Stacey Abrams's 'Fair Fight' going belly up?

As they sang in Evita, 'and the money kept rolling in and out.'

Which brings us to Stacey Abrams, whose legal group, known as "Fair Fight," has reported a $600,000 deficit and announced that it will lay off 75% of its staff, meaning, 20 people.

According to the Washington Post:

Fair Fight, the political and advocacy organization focused on voting rights that was started by Stacey Abrams, is restructuring and making significant layoffs to its staff, citing the financial toll of complex legal battles.

Fair Fight Action board chair Salena Jegede, in a statement to The Washington Post on Wednesday, blamed prolonged processes for two “vital” voting rights lawsuits and “a contraction in investment [that] has affected most civic actors in our space.”
 
“We had the moral obligation to field these suits on behalf of voters. However, due to the complex nature of litigation, the organization unfortunately faces a serious funding deficit that makes our current trajectory unsustainable,” Jegede added.

Best I can tell, the legal suit, or most recent one they've been involved with was picking a legal fight with True The Vote, which found evidence of fraudulent voter registrations possibly linked with Abrams's group, and then won its case handily last month. It's as if they didn't think the scrappy election integrity group would fight back.

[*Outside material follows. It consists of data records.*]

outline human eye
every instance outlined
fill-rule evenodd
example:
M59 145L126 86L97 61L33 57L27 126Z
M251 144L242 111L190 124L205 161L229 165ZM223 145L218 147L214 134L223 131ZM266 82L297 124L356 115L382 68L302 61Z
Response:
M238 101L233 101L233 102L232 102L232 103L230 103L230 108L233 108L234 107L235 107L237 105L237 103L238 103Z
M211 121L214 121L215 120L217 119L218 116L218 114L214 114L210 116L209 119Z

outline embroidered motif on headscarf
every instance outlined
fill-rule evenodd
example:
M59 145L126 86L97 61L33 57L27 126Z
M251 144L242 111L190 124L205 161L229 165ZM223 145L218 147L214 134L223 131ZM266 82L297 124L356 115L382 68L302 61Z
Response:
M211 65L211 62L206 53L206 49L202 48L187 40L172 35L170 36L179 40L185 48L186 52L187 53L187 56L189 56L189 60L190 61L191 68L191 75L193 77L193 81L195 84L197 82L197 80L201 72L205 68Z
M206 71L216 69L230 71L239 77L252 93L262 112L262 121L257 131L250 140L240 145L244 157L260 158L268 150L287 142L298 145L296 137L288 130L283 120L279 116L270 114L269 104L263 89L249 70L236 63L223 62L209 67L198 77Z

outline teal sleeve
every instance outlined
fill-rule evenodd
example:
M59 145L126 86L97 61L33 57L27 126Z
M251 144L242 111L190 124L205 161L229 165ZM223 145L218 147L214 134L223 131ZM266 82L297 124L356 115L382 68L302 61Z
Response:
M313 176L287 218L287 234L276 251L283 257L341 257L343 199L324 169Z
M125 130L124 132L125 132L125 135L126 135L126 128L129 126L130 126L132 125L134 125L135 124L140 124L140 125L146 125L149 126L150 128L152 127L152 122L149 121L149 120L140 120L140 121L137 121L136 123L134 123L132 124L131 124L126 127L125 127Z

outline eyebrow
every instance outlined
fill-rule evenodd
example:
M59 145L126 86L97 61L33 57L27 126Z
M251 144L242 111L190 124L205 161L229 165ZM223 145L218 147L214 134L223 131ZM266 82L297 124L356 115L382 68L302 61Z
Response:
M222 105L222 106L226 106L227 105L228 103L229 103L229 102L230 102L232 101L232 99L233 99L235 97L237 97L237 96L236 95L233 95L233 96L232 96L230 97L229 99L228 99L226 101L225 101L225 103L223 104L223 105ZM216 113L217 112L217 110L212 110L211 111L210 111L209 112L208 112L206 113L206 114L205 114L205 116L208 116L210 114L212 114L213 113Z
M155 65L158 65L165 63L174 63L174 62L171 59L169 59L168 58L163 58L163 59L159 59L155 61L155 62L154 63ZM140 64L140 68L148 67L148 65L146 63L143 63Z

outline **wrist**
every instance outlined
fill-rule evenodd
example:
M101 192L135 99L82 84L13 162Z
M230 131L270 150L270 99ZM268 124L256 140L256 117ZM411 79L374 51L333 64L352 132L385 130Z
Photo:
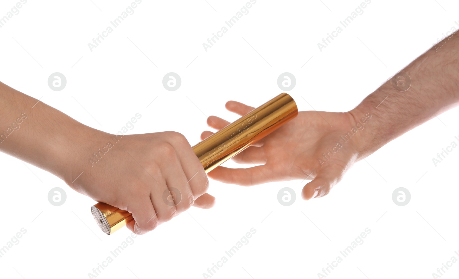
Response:
M366 158L381 147L378 147L376 119L374 114L372 113L374 112L360 106L347 112L352 115L355 121L355 127L359 130L355 135L357 136L355 149L358 161Z

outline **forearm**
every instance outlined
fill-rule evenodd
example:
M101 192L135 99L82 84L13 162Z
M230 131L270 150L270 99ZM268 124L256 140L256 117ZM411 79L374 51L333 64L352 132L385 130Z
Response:
M0 151L68 181L69 165L96 131L0 82Z
M402 73L411 78L404 91ZM402 80L398 85L397 80ZM458 84L459 33L421 55L349 112L356 121L367 113L372 116L361 134L359 159L457 106Z

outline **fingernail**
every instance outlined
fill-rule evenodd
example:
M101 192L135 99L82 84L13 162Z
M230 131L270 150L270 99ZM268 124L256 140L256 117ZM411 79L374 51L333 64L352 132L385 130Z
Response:
M139 228L139 225L137 225L137 223L134 225L134 233L136 234L140 234L142 233L142 229Z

They haven't just been picking legal fights with other groups, they've also been mired in legal issues of their own making.

As I wrote last month:

As for Abrams's group, we learned a lot about their game, too -- they've been accused of legal irregularities on all kinds of matters -- here's one on questionable big-dollar payments to cronies, another on general ethics issues, and another on fraudulent registration accusations brought by Georgia Secretary of State Brad Raffenberger. What makes them think they can get away with it is the racism card -- anyone who challenges what they are doing is hit by racism charges. If they can get away with that, they can do anything they like politically.

Sound like the kind of group you'd want to donate money to? Apparently a lot of big-dollar donors on the left didn't based on the cash deficit seen in the group now.

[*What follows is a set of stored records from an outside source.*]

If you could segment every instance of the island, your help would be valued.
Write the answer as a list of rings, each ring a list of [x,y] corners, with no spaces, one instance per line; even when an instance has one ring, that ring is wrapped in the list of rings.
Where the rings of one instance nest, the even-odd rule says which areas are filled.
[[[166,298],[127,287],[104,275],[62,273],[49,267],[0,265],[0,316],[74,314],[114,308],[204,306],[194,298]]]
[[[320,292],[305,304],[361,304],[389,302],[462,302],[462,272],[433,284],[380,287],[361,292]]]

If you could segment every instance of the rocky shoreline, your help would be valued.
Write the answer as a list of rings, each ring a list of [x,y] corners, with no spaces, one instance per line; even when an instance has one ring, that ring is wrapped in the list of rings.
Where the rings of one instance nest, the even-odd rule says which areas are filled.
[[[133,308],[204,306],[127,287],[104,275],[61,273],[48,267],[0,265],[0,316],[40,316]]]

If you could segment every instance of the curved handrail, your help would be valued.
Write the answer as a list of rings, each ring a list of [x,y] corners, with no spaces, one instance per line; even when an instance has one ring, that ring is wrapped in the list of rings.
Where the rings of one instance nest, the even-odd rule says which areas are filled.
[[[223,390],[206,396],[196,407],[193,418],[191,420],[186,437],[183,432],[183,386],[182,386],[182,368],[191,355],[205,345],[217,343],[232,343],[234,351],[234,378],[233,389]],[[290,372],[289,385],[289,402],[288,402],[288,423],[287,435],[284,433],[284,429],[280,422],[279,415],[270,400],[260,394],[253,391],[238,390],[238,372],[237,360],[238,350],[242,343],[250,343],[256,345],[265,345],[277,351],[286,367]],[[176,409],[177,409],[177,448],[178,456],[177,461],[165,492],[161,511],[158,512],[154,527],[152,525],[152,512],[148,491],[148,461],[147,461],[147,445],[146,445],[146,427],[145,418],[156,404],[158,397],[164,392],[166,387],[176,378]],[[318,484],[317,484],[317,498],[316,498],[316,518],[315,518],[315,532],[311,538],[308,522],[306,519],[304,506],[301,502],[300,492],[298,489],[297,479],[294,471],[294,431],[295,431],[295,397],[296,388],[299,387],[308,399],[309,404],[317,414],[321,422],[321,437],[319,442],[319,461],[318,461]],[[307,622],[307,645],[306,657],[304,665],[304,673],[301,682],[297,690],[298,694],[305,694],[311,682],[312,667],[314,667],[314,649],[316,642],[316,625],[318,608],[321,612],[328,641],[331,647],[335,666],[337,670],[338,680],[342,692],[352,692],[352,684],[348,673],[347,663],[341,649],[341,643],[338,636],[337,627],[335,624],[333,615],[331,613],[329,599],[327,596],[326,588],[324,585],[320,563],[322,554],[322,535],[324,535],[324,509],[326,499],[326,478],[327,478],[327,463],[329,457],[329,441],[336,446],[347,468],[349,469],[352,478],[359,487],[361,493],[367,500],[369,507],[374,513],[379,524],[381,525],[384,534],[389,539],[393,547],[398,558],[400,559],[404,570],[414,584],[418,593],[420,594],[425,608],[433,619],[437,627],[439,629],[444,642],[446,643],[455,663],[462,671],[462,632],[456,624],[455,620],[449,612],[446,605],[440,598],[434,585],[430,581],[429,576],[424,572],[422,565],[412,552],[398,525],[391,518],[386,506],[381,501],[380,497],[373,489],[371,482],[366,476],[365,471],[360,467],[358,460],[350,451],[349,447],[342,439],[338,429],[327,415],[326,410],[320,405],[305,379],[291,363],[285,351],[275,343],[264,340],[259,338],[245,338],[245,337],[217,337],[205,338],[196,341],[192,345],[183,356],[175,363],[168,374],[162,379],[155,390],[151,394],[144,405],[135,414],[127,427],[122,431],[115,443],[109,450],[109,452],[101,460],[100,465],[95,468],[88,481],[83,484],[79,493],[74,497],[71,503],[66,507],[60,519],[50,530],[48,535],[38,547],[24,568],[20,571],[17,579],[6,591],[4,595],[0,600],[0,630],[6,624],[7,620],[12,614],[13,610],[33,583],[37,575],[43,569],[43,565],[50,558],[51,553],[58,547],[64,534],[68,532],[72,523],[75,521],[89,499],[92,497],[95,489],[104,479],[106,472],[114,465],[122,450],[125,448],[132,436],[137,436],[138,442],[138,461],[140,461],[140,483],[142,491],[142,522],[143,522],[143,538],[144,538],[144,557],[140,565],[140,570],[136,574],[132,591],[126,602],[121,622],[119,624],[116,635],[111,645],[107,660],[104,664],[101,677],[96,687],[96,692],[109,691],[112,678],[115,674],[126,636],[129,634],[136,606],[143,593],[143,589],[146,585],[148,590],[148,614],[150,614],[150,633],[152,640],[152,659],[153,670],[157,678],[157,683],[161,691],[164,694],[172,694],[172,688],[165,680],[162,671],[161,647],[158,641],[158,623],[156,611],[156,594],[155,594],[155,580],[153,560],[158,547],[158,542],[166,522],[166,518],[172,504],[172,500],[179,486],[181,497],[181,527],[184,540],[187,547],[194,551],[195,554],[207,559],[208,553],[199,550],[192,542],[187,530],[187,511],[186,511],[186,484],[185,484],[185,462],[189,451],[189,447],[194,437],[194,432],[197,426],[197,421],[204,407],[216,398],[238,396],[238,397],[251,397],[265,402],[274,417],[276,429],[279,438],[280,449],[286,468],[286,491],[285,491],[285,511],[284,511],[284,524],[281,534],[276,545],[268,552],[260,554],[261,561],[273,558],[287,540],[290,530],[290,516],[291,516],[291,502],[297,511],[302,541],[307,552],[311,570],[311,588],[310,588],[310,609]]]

It calls to mind that some pretty impressive money mismanagement has been going on with this group, which has now sacked its CEO and brought in an old hand to clean the finances up.

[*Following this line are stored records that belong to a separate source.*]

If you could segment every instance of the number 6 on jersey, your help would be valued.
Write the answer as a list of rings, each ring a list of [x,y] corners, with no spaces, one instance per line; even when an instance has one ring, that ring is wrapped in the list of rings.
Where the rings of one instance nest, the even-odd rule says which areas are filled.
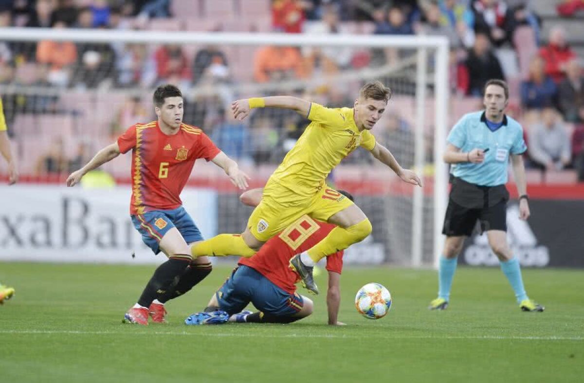
[[[168,177],[168,162],[161,162],[160,169],[158,170],[158,178],[167,178]]]

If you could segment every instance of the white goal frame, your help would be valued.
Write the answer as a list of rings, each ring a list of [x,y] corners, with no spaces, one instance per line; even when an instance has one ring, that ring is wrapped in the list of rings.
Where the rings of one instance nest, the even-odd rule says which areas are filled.
[[[276,45],[301,47],[349,47],[356,48],[402,48],[416,49],[416,88],[415,119],[415,167],[423,171],[424,103],[428,82],[434,85],[434,232],[433,266],[437,266],[443,238],[442,220],[446,211],[448,174],[446,163],[441,160],[446,147],[448,89],[449,43],[443,36],[395,36],[390,35],[309,35],[249,33],[201,33],[159,31],[118,31],[46,28],[0,28],[0,40],[36,41],[41,40],[92,43],[135,43],[144,44],[230,44],[234,45]],[[428,78],[429,54],[434,58],[433,81]],[[422,262],[423,193],[415,189],[412,201],[412,266],[419,267]]]

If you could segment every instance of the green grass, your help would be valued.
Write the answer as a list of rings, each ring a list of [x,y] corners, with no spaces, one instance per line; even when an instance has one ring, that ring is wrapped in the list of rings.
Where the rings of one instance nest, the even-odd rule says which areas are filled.
[[[522,312],[503,274],[460,267],[451,305],[430,312],[430,270],[347,267],[339,320],[325,297],[288,325],[186,326],[230,272],[215,267],[167,304],[170,323],[121,324],[153,266],[0,263],[16,288],[0,307],[0,382],[576,382],[584,374],[584,271],[524,270],[546,307]],[[321,290],[324,276],[317,279]],[[357,290],[385,285],[394,305],[378,321],[354,309]]]

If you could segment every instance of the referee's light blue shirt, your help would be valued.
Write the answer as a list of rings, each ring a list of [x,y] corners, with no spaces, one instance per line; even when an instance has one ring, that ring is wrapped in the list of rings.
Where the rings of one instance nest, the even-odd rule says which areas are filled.
[[[509,154],[522,154],[527,149],[523,128],[519,123],[505,116],[503,125],[492,131],[486,126],[484,112],[465,114],[450,131],[447,140],[464,152],[475,148],[489,148],[481,163],[461,162],[450,167],[450,173],[454,176],[484,186],[506,183]]]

And with Abrams, that has been a pattern. 

Back in 2022, Thomas Lifson thought it remarkable that Abrams's personal record of debt, unpaid taxes, and bounced checks was drawing so little media attention.

While it is true that Abrams spearheaded a successful voter registration drive in Georgia, and that she has authored a series of romance novels under a pen name, she also has a checkered personal history when it comes to fiscal responsibility, having run up $170,000 in credit card debt and become a tax deadbeat to the tune of $54,000 owed to the IRS (which she paid off as preparation for running for governor again in 2022).

The personal pattern continues with her organization, and now it may be going the way of all such organizations where nobody can stay within budget or do double-entry bookkeeping.

Bounced checks? Now it's budget shortfalls and laid off staff.

There is likely more backstory to Abrams falling out of favor and failing to draw in more billionaire donations, but for now, the old spendathon pattern continues with Abrams at the helm. Once upon a time, Stacey Abrams was feted in the press as a towering giant over the cities, a Godzilla, of sorts. Now she's shriveling to nothing. Easy come, easy go.

Can you imagine what Georgia's finances would look like right about now had Abrams won her gubernatorial bid back in 2018? They'd look like Argentina after Evita.